A bilinear transformation $B: X \times Y \to Z$ (normed spaces) is continuous if and only if $\left\Vert B\left(x,y\right)\right\Vert \le C\left\Vert x\right\Vert \left\Vert y\right\Vert $ for all $x \in X, y \in Y$, where $C$ is some positive constant. The infimum over all such $C$ gives a norm on the vector space of bilinear transformation $X \times Y \to Z$. A particularly elegant way to see this is as follows:
A bilinear transformation $B: X \times Y \to Z$ is the same as a linear transformation $X\to\mathcal{L}\left(Y,Z\right)$. You can take the operator norm on $\mathcal{L}\left(Y,Z\right)$ and ask whether $x\mapsto\left[y\mapsto B\left(x,y\right)\right]$ is then a well-defined continuous transformation (note that for fixed $x \in X$, the map $y \mapsto B(x,y)$ is not a-priori continuous, i.e. in $\mathcal{L}\left(Y,Z\right)$). This is true if and only if $B$ is continuous and then the operator norm of this transformation will be the optimal $C$ aforementioned.

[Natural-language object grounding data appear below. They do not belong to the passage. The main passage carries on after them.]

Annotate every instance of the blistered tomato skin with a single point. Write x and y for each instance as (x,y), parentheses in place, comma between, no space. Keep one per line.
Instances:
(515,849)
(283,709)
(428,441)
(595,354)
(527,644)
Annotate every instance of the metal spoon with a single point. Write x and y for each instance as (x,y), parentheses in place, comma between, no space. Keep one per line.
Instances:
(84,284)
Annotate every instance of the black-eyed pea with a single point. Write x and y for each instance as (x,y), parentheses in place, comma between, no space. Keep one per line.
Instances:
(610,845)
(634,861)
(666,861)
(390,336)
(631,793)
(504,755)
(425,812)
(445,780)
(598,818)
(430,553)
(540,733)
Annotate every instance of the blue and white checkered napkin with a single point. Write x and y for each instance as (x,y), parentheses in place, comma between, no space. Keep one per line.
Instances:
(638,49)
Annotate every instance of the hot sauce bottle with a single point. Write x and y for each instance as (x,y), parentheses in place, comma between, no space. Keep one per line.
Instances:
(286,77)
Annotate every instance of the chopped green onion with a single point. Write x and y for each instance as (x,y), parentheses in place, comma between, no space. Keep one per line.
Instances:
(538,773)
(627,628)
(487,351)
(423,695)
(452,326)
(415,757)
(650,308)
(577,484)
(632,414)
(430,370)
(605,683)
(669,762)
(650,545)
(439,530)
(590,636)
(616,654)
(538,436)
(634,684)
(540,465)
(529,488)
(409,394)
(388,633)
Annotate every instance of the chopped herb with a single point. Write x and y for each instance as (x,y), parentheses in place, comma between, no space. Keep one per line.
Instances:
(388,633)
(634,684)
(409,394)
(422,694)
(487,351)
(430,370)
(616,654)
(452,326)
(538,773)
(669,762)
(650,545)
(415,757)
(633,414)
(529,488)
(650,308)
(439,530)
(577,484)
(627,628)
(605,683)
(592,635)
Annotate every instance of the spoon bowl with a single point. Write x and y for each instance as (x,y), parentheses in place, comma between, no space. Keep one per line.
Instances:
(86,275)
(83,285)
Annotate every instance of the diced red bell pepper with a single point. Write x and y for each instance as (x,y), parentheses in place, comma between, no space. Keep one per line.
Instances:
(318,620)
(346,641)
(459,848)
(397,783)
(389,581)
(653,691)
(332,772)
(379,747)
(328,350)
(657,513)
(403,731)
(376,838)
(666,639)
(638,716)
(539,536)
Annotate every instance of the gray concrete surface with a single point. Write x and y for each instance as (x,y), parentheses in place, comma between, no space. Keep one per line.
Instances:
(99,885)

$B(x,y)=xy$ is not a LINEAR operator from $\Bbb{R}^2$ to $\Bbb{R}$, although it is continuous. You can find easy counterexamples for this ($B(1,1), B(2,2)$).
The norm of a linear operator depends only the norm of the spaces where the operator is defined. If a continuous function is not bounded, then it surely is not linear, since for linear operators continuity and boundedness are equivalent concepts.